The IRS has had a policy for many years that if a taxpayer cannot pay their tax bill, they would file a federal tax lien to protect the government’s interest.
In many cases the IRS was aware the lien would never be paid off and that they would hurt the taxpayers credit and their ability to secure loans in the future.
Since a federal tax lien is good for a ten year period of time, what the IRS does by filing it is totally cripple the taxpayer’s ability to borrow money in the future because their credit was ruined from the filing.
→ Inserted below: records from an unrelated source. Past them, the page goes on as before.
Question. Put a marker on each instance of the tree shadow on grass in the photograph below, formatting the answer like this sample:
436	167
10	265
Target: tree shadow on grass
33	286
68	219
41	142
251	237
For years, Nina Olsen the National Taxpayers Advocate, has been highlighting this issue in her National report to Congress. Here is her latest finding:
” Over the past seven years, the IRS has filed more than five million tax liens. The report says that despite the high unemployment rate and the unusually large number of Americans who are experiencing financial difficulties, the IRS is continuing to ramp up the number of tax liens it files each year. The 1.1 million liens filed in FY 2010 compare with 168,000 in FY 1999, an increase of 550 percent. Notably, over the same period that lien filings have increased by 550 percent, annual revenue collected by the IRS’s Collection function on an inflation-adjusted basis has remained flat. By filing a lien against a taxpayer with no money and no assets, the IRS often collects nothing, yet it inflicts long-term harm on the taxpayer by making it harder for him to get back on his feet when he does get a job,”
Olson closed her remarks saying that this practice is “unacceptable.”
It is possible to file a Collection Due Process Proceeding. At those hearings the taxpayer may be successful in requesting from the IRS the non-filing of the Federal Tax Liens because it would defeat the purpose of being able to pay the IRS back in the future.